Abigail Ross Hopper, president and CEO of the Solar Energy Industries Association (SEIA), noted in a LinkedIn post that the FEOC material assistance rules for 45Y and 48E tax credits would be applied retroactively to projects that began construction after 17 June this year.

Not only will the FEOC rules drastically limit the ability of developers to avail of tax credits for the very limited time left available, the draft also introduces a new excise tax on any projects that began construction after 16 June and use a certain threshold of FEOC materials.

As Hopper wrote on LinkedIn, the level of tax will equal half of the “facility’s manufactured product cost, multiplied by the amount of percentage points by which the non-FEOC content threshold exceeds the amount of FEOC content in the facility.”

‘If this bill passes, Americans will pay the price’

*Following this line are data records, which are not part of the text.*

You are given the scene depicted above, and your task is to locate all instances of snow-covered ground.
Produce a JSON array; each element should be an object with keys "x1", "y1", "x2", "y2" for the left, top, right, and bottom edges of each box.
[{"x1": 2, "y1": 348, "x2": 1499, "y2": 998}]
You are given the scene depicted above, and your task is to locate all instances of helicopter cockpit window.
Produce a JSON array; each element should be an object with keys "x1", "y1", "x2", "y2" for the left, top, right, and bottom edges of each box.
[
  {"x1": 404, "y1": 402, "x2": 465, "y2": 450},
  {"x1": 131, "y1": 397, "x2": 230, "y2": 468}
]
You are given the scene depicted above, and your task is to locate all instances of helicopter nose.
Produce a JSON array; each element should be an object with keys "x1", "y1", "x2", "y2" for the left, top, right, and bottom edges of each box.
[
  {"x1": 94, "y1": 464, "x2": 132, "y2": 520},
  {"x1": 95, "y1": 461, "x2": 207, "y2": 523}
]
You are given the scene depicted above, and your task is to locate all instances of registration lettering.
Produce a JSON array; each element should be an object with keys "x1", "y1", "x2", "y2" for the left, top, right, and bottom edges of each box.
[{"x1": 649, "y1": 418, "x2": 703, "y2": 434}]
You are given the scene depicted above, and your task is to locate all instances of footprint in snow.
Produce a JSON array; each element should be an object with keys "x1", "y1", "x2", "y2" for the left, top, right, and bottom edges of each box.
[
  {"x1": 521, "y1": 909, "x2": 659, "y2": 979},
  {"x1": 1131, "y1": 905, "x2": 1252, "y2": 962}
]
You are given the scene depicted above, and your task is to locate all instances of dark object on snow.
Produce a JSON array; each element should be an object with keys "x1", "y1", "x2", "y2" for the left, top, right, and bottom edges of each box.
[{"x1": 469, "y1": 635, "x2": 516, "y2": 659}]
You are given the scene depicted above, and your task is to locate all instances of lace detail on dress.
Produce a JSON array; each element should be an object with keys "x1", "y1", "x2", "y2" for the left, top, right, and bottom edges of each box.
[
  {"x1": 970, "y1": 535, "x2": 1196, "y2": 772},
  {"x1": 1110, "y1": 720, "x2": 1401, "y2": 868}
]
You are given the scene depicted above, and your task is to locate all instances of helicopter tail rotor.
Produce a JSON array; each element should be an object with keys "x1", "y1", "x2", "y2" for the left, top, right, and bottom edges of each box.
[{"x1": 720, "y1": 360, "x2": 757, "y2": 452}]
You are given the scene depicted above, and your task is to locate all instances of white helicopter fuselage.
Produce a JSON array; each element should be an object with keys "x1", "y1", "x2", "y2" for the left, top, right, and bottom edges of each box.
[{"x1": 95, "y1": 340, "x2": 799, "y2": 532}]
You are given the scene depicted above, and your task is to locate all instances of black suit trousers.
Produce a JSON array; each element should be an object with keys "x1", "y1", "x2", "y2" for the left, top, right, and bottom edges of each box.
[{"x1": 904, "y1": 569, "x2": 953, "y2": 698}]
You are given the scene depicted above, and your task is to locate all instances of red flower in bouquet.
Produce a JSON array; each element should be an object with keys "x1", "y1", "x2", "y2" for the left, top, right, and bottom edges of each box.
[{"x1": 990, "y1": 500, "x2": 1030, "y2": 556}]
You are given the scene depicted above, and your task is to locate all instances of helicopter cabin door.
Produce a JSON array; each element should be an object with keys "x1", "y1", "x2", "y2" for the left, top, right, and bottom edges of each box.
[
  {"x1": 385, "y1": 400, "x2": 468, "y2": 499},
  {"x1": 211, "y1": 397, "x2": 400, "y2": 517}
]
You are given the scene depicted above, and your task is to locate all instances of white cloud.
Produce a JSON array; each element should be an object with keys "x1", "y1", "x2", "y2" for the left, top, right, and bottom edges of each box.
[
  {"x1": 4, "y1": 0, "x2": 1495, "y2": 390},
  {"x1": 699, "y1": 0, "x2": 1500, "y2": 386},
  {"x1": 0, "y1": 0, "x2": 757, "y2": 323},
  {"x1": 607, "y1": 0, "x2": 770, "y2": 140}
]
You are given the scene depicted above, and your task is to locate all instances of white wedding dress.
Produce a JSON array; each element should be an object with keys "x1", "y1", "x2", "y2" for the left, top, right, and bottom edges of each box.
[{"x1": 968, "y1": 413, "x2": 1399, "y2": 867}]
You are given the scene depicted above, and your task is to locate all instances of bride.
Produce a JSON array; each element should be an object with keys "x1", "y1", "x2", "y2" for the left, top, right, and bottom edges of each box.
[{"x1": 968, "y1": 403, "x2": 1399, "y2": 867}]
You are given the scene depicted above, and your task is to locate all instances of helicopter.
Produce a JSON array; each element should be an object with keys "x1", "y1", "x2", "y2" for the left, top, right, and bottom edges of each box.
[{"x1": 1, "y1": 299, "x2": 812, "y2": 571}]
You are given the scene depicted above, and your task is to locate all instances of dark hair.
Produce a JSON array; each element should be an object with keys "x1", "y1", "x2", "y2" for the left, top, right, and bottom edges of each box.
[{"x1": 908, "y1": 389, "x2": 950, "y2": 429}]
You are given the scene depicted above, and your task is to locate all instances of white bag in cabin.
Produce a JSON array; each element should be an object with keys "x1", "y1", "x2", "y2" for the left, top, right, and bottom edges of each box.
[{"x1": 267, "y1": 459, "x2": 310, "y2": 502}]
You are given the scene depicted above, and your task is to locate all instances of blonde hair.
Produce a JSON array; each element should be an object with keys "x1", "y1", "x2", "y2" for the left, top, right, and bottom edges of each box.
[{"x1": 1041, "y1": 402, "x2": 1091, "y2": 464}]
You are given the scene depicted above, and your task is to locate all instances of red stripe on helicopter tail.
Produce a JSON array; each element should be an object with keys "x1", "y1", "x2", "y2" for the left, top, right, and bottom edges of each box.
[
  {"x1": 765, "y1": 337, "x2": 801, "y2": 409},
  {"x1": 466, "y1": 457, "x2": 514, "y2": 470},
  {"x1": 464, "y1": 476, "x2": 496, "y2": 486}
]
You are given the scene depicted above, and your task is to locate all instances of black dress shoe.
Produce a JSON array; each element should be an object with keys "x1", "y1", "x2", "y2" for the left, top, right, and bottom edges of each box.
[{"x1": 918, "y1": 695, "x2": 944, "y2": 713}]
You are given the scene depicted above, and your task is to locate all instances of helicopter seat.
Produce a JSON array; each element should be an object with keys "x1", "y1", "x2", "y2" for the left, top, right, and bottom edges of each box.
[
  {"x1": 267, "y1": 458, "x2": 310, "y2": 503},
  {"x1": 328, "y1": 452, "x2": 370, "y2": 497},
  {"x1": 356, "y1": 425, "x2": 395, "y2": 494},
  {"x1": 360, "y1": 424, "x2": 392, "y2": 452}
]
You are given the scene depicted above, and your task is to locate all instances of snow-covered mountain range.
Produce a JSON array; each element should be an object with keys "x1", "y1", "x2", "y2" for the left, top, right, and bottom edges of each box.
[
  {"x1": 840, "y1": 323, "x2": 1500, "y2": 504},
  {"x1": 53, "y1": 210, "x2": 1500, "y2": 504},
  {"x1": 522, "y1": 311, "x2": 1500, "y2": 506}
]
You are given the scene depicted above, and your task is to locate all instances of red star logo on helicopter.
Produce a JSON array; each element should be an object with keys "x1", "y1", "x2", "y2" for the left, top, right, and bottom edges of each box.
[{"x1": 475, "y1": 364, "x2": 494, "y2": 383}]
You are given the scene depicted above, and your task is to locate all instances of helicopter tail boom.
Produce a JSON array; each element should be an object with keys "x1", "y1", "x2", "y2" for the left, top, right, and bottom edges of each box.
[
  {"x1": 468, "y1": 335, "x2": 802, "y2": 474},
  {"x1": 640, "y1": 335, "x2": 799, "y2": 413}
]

There is no limit to the number of revisions allowed on the legislation before it passes, leading some commentators to hope that Republican Senators who have publicly expressed concerns about the cuts to renewable energy policy support will take some form of action.

“This reconciliation bill proposal isn’t just misguided — it’s a direct attack on American energy, American workers, and American consumers. It guts the very industries that are lowering electricity bills, revitalising US manufacturing, and building more new power capacity than every other energy technology combined,” Hopper said in an official SEIA statement.

“Make no mistake: if this bill passes, Americans will pay the price — literally. Power bills will rise. Factory jobs will vanish. Families will be forced to spend more just to keep the lights on and their homes cool. All while we become more dependent on foreign energy and more vulnerable to blackouts.”

The American Clean Power Association (ACP), which represents companies in industries including solar PV, wind and energy storage, sounded a similar tone in a statement from CEO Jason Grumet.

“With no warning, the Senate has proposed new language that would increase taxes on domestic energy production,” Grumet said after the draft was published on Friday night.

“In what can only be described as ‘midnight dumping,’ the Senate has proposed a punitive tax hike targeting the fastest-growing sectors of our energy industry. It is astounding that the Senate would intentionally raise prices on consumers rather than encouraging economic growth and addressing the affordability crisis facing American households,” Grumet said.

“These new taxes will strand hundreds of billions of dollars in current investments, threaten energy security, undermine growth in domestic manufacturing and land hardest on rural communities who would have been the greatest beneficiaries of clean energy investment.”

The ACP CEO urged Senate leadership to drop the tax hikes and “take the time to responsibly analyse the impacts of this new tax regime on American businesses and communities,” although it appears Republican Senators are eager to meet a 4 July deadline set by President Trump.